25.        Dans le cadre de l’enquête, l’Intimée a confirmé ne pas avoir obtenu le consentement de M.P. avant de faire les demandes de congé de primes, pièces PS-11, PS-16, PS-19 et PS-22, tel qu’il appert d’une lettre de l’Intimée à G.S., enquêteur, datée du 9 mars 2021, pièce PS-34, d’un enregistrement d’une conversation téléphonique entre l’Intimée et M.R., enquêteur, pièce PS-35, et d’échanges de courriels entre l’Intimée et M.R., enquêteur, pièce PS-37 en liasse;

26.        L’Intimée pratique la profession depuis plus de deux décennies et n’a pas d’antécédent disciplinaire;

27.        En tout temps durant l’enquête menée par la plaignante ainsi que dans le cadre des présentes procédures, l’Intimée a offert son entière collaboration. »

 

REPRÉSENTATIONS DES PARTIES

 

[4]          La procureure du plaignant soulève que Mme Karpman n’a pas de dossier disciplinaire, mais considère que les circonstances objectives suivantes sont aggravantes.
[5]          Elle souligne que Mme Karpman possède 25 années d’expérience, que la durée de l’infraction est d’une année et demie, que la façon d’agir est non appropriée puisqu’aucun consentement de la cliente n’a été obtenu et qu’il y a absence d’explication sur la raison d’agir.
[6]          De plus, le comportement de Mme Karpman est au coeur de l’exercice de la profession et porte donc atteinte à son image, ce qui explique que la relation professionnelle avec sa cliente n’a pas survécu.
[7]          Le procureur de Mme Karpman plaide que sa cliente a collaboré avec le syndic, qu’il n’y a aucun risque de récidive et il dépose la pièce I-2, laquelle est une lettre de Mme Karpman manifestant son regret et ses excuses.
[8]          Les deux parties ont présenté quelques causes de jurisprudence à l’appui de leurs recommandations communes de sanction, que le comité respectera.
[9]          Les parties considèrent qu’une amende de quatre mille dollars (4 000 $), plus les frais, est une sanction raisonnable dans les circonstances, compte tenu qu’il n’y a aucune preuve de préméditation ni de stratagème dans ce dossier.
QUESTION EN LITIGE
i.             La recommandation commune des parties doit-elle être confirmée par le comité?
ANALYSE ET MOTIFS
[10]       Les articles 13 et 14 du Code de déontologie de la Chambre de la sécurité financière stipulent :

« 13. Le représentant doit exposer à son client ou à tout client éventuel, de façon complète et objective, la nature, les avantages et les inconvénients du produit ou du service qu’il lui propose et s’abstenir de donner des renseignements qui seraient inexactes ou incomplets. »

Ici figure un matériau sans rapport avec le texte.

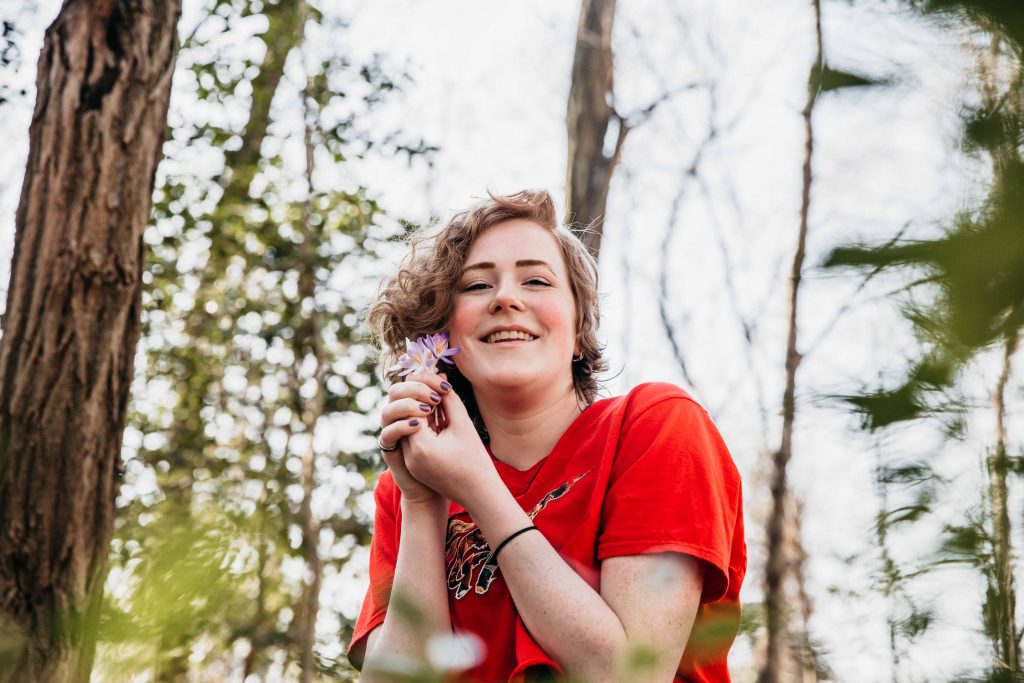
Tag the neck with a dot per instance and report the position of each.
(524, 430)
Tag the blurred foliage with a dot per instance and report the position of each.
(259, 260)
(971, 279)
(965, 297)
(10, 59)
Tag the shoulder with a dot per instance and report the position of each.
(663, 421)
(662, 396)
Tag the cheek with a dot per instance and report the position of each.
(462, 324)
(560, 318)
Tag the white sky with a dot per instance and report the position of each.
(489, 86)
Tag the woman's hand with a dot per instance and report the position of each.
(412, 404)
(452, 460)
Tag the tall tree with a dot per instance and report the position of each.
(591, 112)
(72, 323)
(973, 276)
(254, 355)
(784, 658)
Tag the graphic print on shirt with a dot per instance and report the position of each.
(465, 549)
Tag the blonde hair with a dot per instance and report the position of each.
(419, 299)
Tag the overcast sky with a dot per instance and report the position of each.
(489, 84)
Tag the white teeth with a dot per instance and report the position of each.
(509, 334)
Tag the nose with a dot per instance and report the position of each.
(506, 297)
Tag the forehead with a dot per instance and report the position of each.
(513, 240)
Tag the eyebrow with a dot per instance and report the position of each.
(489, 265)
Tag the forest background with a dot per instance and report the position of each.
(830, 187)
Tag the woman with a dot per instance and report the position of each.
(595, 539)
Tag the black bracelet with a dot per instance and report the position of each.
(493, 557)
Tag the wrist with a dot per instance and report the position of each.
(435, 506)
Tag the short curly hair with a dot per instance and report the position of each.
(419, 299)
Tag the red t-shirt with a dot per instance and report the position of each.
(642, 473)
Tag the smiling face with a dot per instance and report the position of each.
(515, 283)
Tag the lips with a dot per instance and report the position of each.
(507, 336)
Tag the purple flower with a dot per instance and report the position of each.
(438, 345)
(423, 354)
(417, 358)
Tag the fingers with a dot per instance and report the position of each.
(429, 390)
(393, 432)
(406, 409)
(436, 383)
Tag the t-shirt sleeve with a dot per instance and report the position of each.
(673, 486)
(383, 556)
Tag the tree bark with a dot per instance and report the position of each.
(590, 114)
(1004, 598)
(72, 323)
(783, 659)
(308, 343)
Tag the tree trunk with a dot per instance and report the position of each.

« 14. Le représentant doit fournir à son client ou à tout client éventuel les explications nécessaires à la compréhension et à l’appréciation du produit ou des services qu’il lui propose ou lui rend. »   

[11]       En agissant comme elle l’a fait, Mme Karpman n’a pas respecté ses obligations envers ces articles.
[12]       Lorsqu’une recommandation commune de sanction est présentée par les parties, le comité n’a pas à s’interroger sur la sévérité ou la clémence de la suggestion, mais doit plutôt y donner suite sauf dans les cas où elle déconsidère l’administration de la justice ou est contraire à l’intérêt public[4]. Tout en tenant compte des particularités de chaque dossier, il est bien établi qu’une sanction disciplinaire ne vise pas à punir un professionnel, mais plutôt à assurer la protection du public[5].
[13]       Les fourchettes jurisprudentielles de sanction sont pour un décideur des guides et non des carcans dans la détermination d’une sanction[6].
[14]       Le comité est d’accord avec les parties que la sanction proposée respecte le principe de la parité et de la globalité des sanctions. Le comité considère également que les représentations communes sont justes et raisonnables et qu’elles remplissent les objectifs visés par les sanctions en droit disciplinaire relativement à la protection du public, la dissuasion et l’exemplarité.
[15]       Le comité atteste que les recommandations soumises par les parties ne déconsidèrent pas l’administration de la justice ni ne sont contraires à l’intérêt public.
[16]       Par conséquent, le comité confirme la recommandation commune d’imposer à Mme Karpman le paiement d’une amende de quatre mille dollars (4 000 $) et le paiement des déboursés.
[17]       Le comité est d’accord que cette sanction est justifiée par les circonstances aggravantes et atténuantes apparaissant à la pièce P-1 et que la jurisprudence déposée est pertinente aux faits du dossier de Mme Karpman.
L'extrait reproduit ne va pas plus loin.